Canada's privacy watchdog, who famously challenged policies at Facebook (FB.O: Quote) and Google (GOOG.O: Quote), and chief statistician Wayne Smith both see risks in Statistics Canada cost-cutting measures, part of a broad effort to eliminate the Canadian federal budget deficit by 2016.
As well as cutting staff and eliminating some of its surveys, Statscan must merge email and data systems with those used by 42 other government departments and agencies and likely rely more heavily on outside sources of data.
"We have underlined the fact that consolidating the email functions of so many federal organizations into one service could result in greater vulnerability for personal information," said Scott Hutchinson, a spokesman for the Office of the Privacy Commissioner of Canada.

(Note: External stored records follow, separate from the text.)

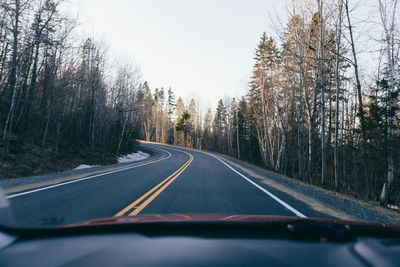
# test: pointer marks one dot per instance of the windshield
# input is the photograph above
(129, 108)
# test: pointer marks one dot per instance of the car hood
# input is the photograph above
(215, 218)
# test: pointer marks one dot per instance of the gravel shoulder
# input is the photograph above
(14, 185)
(326, 201)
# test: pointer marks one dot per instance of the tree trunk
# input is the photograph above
(338, 38)
(322, 76)
(360, 103)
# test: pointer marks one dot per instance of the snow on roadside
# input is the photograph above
(133, 157)
(84, 166)
(122, 159)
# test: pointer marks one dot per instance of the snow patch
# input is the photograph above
(84, 166)
(133, 157)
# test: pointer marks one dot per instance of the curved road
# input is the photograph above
(182, 181)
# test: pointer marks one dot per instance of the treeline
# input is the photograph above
(309, 113)
(58, 94)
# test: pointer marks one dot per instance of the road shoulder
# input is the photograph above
(322, 200)
(15, 185)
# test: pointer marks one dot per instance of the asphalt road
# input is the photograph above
(182, 181)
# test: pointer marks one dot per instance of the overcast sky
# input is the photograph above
(199, 48)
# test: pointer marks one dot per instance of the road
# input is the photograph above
(181, 181)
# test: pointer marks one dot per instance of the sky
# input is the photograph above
(202, 49)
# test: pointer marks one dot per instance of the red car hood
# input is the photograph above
(211, 218)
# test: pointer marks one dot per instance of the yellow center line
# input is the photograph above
(167, 181)
(152, 197)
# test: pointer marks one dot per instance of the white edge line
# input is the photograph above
(87, 178)
(298, 213)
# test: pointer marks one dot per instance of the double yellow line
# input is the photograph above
(139, 204)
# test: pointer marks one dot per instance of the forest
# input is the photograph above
(310, 112)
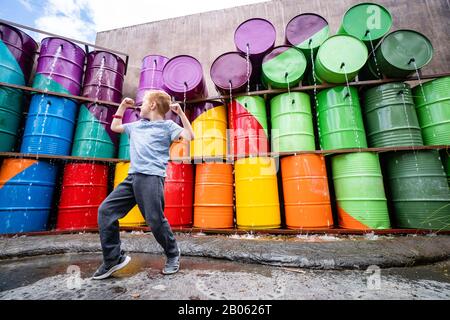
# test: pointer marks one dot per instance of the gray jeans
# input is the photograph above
(148, 193)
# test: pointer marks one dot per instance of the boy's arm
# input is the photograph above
(116, 124)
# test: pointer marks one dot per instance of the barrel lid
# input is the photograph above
(284, 64)
(258, 33)
(400, 46)
(365, 17)
(343, 49)
(230, 66)
(307, 30)
(182, 73)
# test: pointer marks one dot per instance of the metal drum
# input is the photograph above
(209, 122)
(257, 204)
(50, 125)
(60, 66)
(213, 204)
(26, 193)
(360, 196)
(339, 119)
(391, 118)
(292, 123)
(305, 188)
(84, 187)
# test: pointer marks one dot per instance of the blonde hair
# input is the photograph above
(161, 98)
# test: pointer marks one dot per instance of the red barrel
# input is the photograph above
(178, 194)
(85, 186)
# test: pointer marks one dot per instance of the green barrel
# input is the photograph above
(11, 108)
(400, 54)
(367, 22)
(390, 116)
(292, 124)
(283, 67)
(433, 110)
(339, 119)
(340, 58)
(359, 188)
(418, 190)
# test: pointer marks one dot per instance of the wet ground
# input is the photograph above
(67, 276)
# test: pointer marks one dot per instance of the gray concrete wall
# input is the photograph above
(207, 35)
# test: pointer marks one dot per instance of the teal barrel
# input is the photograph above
(418, 190)
(390, 116)
(360, 196)
(292, 124)
(339, 59)
(433, 110)
(339, 119)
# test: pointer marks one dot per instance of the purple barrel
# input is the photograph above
(60, 66)
(21, 47)
(230, 71)
(104, 76)
(183, 78)
(151, 76)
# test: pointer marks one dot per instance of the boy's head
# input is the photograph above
(156, 103)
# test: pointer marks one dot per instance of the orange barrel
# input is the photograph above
(134, 217)
(306, 196)
(178, 194)
(209, 122)
(213, 205)
(257, 204)
(85, 186)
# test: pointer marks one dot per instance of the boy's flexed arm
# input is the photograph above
(188, 132)
(116, 124)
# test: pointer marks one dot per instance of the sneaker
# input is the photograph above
(103, 272)
(172, 264)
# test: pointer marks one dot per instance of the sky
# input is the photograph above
(82, 19)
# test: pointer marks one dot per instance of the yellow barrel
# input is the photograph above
(257, 204)
(209, 122)
(134, 218)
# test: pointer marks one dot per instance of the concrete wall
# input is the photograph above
(207, 35)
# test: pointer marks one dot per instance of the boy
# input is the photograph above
(150, 139)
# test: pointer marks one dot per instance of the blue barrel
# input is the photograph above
(50, 125)
(26, 192)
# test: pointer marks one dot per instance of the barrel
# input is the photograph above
(418, 190)
(230, 71)
(283, 67)
(183, 78)
(84, 187)
(432, 101)
(209, 122)
(340, 120)
(26, 192)
(257, 204)
(339, 59)
(130, 115)
(151, 77)
(368, 22)
(60, 66)
(307, 31)
(213, 203)
(305, 190)
(292, 124)
(390, 116)
(178, 194)
(134, 218)
(93, 136)
(400, 54)
(104, 76)
(360, 197)
(49, 126)
(248, 126)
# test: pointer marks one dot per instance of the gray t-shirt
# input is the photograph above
(149, 145)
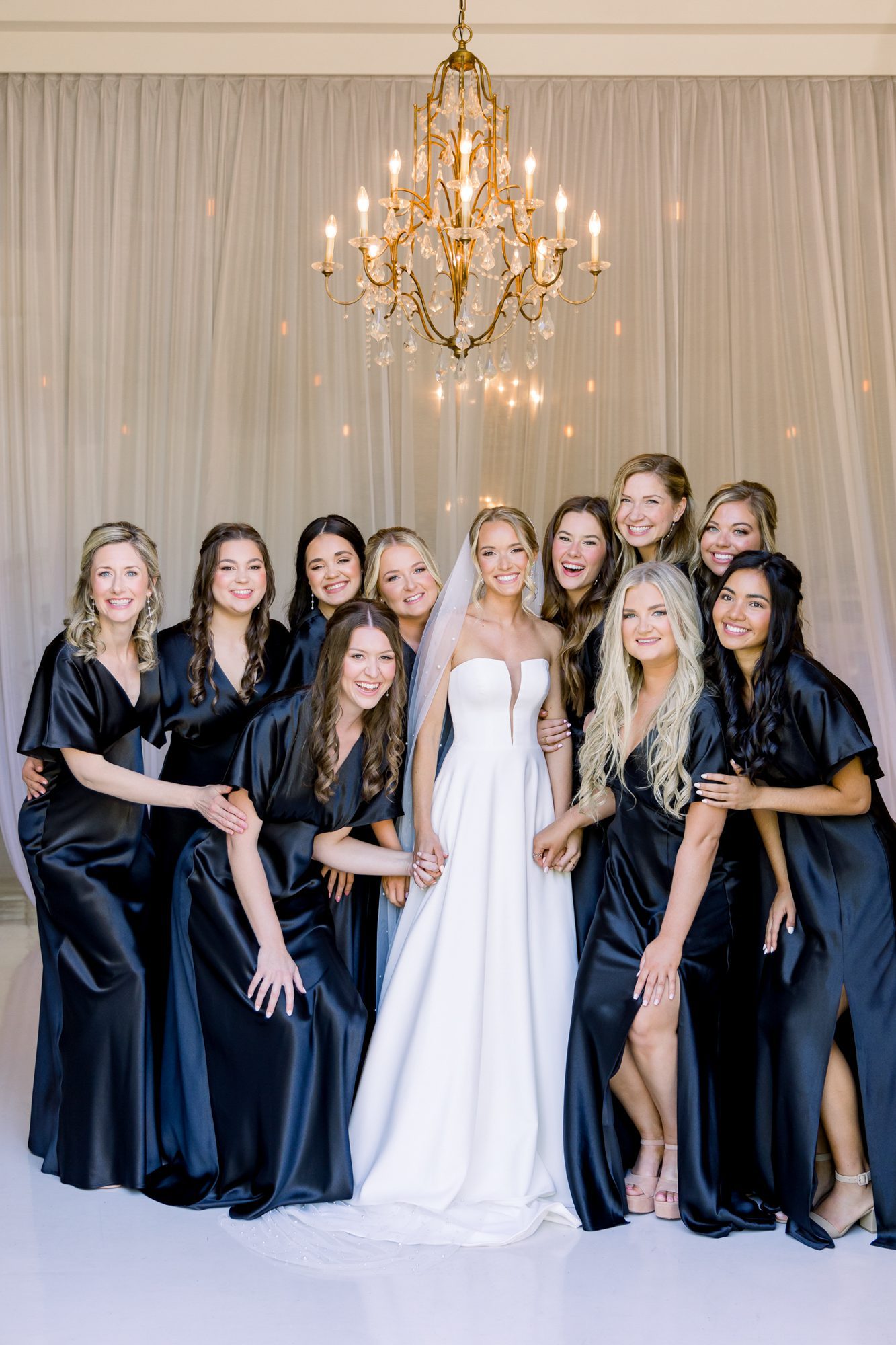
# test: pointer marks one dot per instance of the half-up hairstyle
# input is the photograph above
(680, 547)
(395, 537)
(579, 622)
(83, 627)
(198, 625)
(302, 601)
(525, 531)
(384, 726)
(752, 732)
(619, 687)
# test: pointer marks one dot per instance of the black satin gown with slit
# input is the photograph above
(588, 875)
(642, 845)
(357, 917)
(841, 875)
(93, 1104)
(255, 1110)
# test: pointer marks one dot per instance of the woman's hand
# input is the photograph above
(551, 844)
(338, 884)
(783, 907)
(36, 782)
(276, 972)
(212, 804)
(552, 734)
(729, 792)
(428, 844)
(658, 970)
(567, 861)
(396, 891)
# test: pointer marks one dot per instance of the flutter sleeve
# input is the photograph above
(831, 722)
(260, 755)
(64, 709)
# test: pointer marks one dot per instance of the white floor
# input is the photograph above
(114, 1269)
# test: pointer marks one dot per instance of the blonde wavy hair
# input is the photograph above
(619, 687)
(83, 627)
(681, 544)
(759, 501)
(525, 531)
(395, 537)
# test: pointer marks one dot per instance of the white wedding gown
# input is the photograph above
(456, 1130)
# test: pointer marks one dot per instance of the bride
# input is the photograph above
(456, 1130)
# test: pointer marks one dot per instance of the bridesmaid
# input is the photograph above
(330, 560)
(741, 517)
(581, 549)
(653, 512)
(255, 1108)
(803, 732)
(213, 670)
(401, 572)
(645, 1022)
(97, 689)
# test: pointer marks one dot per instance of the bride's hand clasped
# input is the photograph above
(552, 847)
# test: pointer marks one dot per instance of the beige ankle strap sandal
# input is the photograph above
(866, 1219)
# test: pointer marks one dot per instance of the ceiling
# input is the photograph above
(356, 37)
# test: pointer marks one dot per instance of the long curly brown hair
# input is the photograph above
(384, 726)
(198, 625)
(579, 623)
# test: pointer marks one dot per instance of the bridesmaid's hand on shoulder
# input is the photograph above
(782, 909)
(276, 972)
(212, 802)
(552, 734)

Statscan, which must cut spending by C$33.9 million ($33.33 million) by 2015, has traditionally kept its computer systems separate from external ones to ensure the confidentiality of all the sensitive information it manages, as is required by law.
That enables it to protect personal data such as names, addresses, employment and financial assets as well as sales and production data obtained through some 350 surveys.
Chief statistician Wayne Smith said in his annual report that his agency "faces significant new challenges in delivering its program and protecting respondent confidentiality" once it joins a program called Shared Services Canada (SSC), created last August to unify information technology across the federal bureaucracy to cut waste and replication.